H. R. S.

Washington.


SKETCHES OF LAKE SUPERIOR.

No part of America presents a more ample field of scenic attractions than the lake referred to. In some respects these attractions are peculiar. It is not only the largest body of fresh water on the continent, but pre-eminently so, the largest in the world. Titicaca, the greatest lake of South America, is computed to be two hundred and forty miles in circumference—a circle less than Ontario, and falling infinitely short of Erie, Huron or Michigan.

Superior is about ten miles short of five hundred, in its most direct line of coast, and may be computed at fifteen hundred miles in circumference.1 About one third of this is caused by its promontories and inlets, which give it a striking irregularity of outline. The direct line of inland navigation, which would be opened were the rapids at St. Mary's overcome, would be about twelve hundred and sixty miles in the outward voyage. It possesses several fine harbors and anchorage grounds. Its general features may be inferred from the maps, but no existing map can be relied on for the accuracy of its delineations. Its basin consists of massy formations of primitive rock, with dykes of trap, and horizontal walls of sandstone, giving rise to much variety in its features. Islands, mountains and cliffs, pass the eye of the voyager, with an animating succession, and appear as if they were suspended in the pellucid waters, for which this lake has been noted from the earliest times. This purity may be noticed in connexion with the absence of limestone among its formations, no locality of which has hitherto been discovered. It has, apparently, been the theatre of extensive geological convulsions, which have lifted up its horizontal rocks for a hundred and twenty miles in extent. Other portions bear striking evidences of having been submitted to oceanic action, the effect of which has been to break down its sandstone coasts, and deposit the debris in extensive plains, or sand mountains. Peaks, of a black basaltic aspect, cast their angular shadows over some of the more westerly portions of the lake; and the prospect from some of the higher points of those on which we have stood, is such as to excite the most exalted and transporting conceptions.

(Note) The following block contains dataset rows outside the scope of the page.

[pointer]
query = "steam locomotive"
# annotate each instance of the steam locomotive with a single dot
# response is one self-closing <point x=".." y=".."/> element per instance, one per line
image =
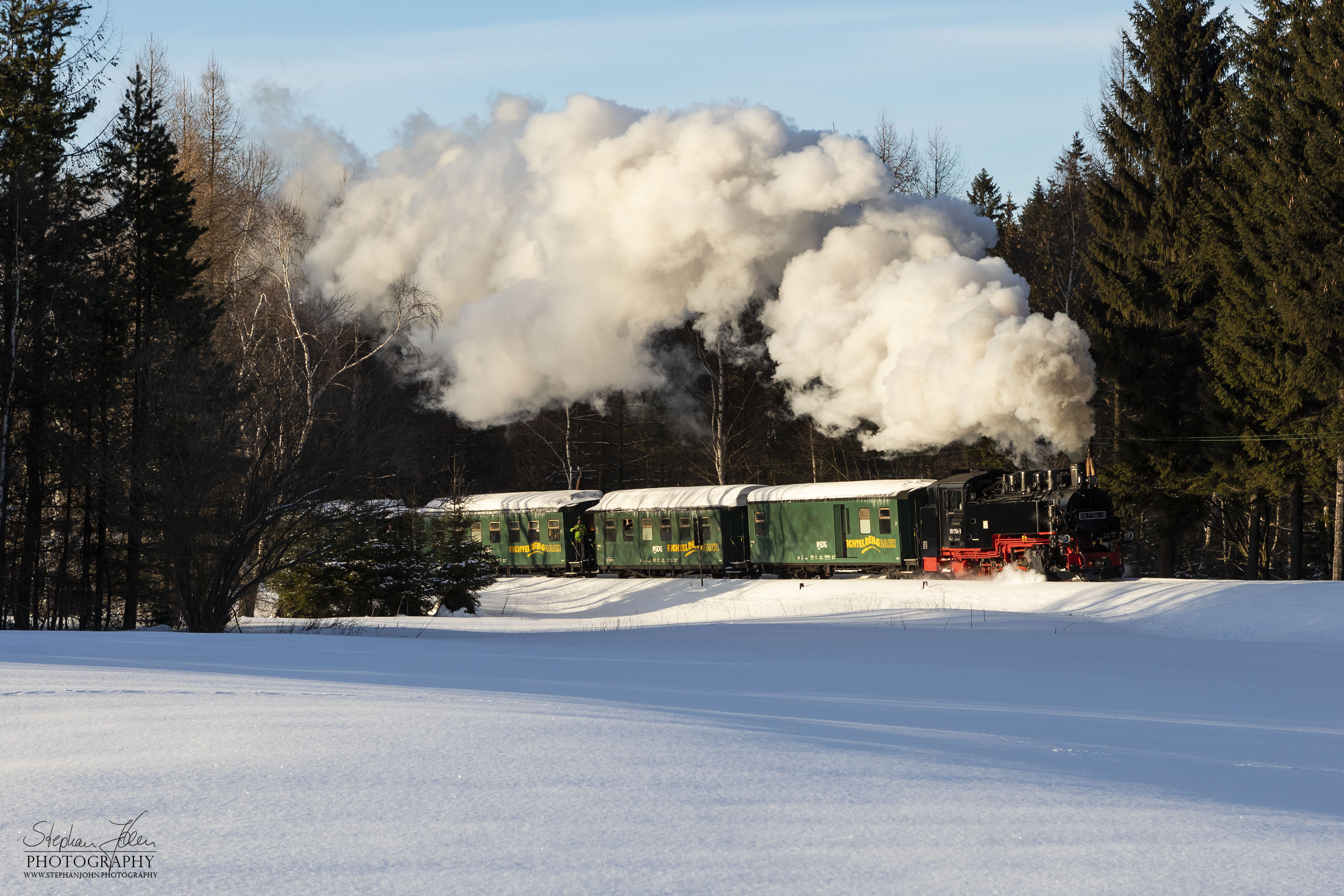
<point x="1057" y="523"/>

1 Mackenzie says seventeen hundred.

The Porcupine mountains may be distinguished, from all that is known of them, as a volcanic group. They are situated in latitude 46° 52'. It would be practicable, in the range of American mountain scenery, to indicate points which have a higher elevation above the sea. Some of the peaks of New England or Virginia lift the observer into the mid heavens. But they are entirely wanting in the effect produced by a transparent mirror of water at their base—for it must be remembered, that no increase of altitude or magnitude can compensate for the absence of water. There is a single precipice, in these mountains, which the Indians represent to be one thousand feet in perpendicular height, having a deep, crater-shaped lake at its base.

The peninsula of Kewena extends into lake Superior about forty-five miles from its southern shore—the last ten or fifteen of which exhibit the shape of a lofty comb of the trap formations. Two points of this, which are sometimes called the Mamelles, have been descried, in clear weather, sixty-five miles. From the top of this ridge, the spectator looks to the east, and the west, and the north, and beholds one interminable sheet of crystal water. It seems, from the height, that the action of a single tempest, on so vast a mass of water, would be sufficient to prostrate the whole in ruins. Yet there is a breadth of several miles of solid rock, which has resisted the storms of ages. The effects of the action of the water, are the most striking on its western coast, which has been fretted into bays and inlets, leaving huge, castellated portions of unbroken rock standing in the water. These isolated masses, in misty weather, assume a spectral aspect. The Indians, who find aliment to their superstitions in scenes of awe, formerly deemed this part of the peninsula sacred, and never passed around it in their canoes.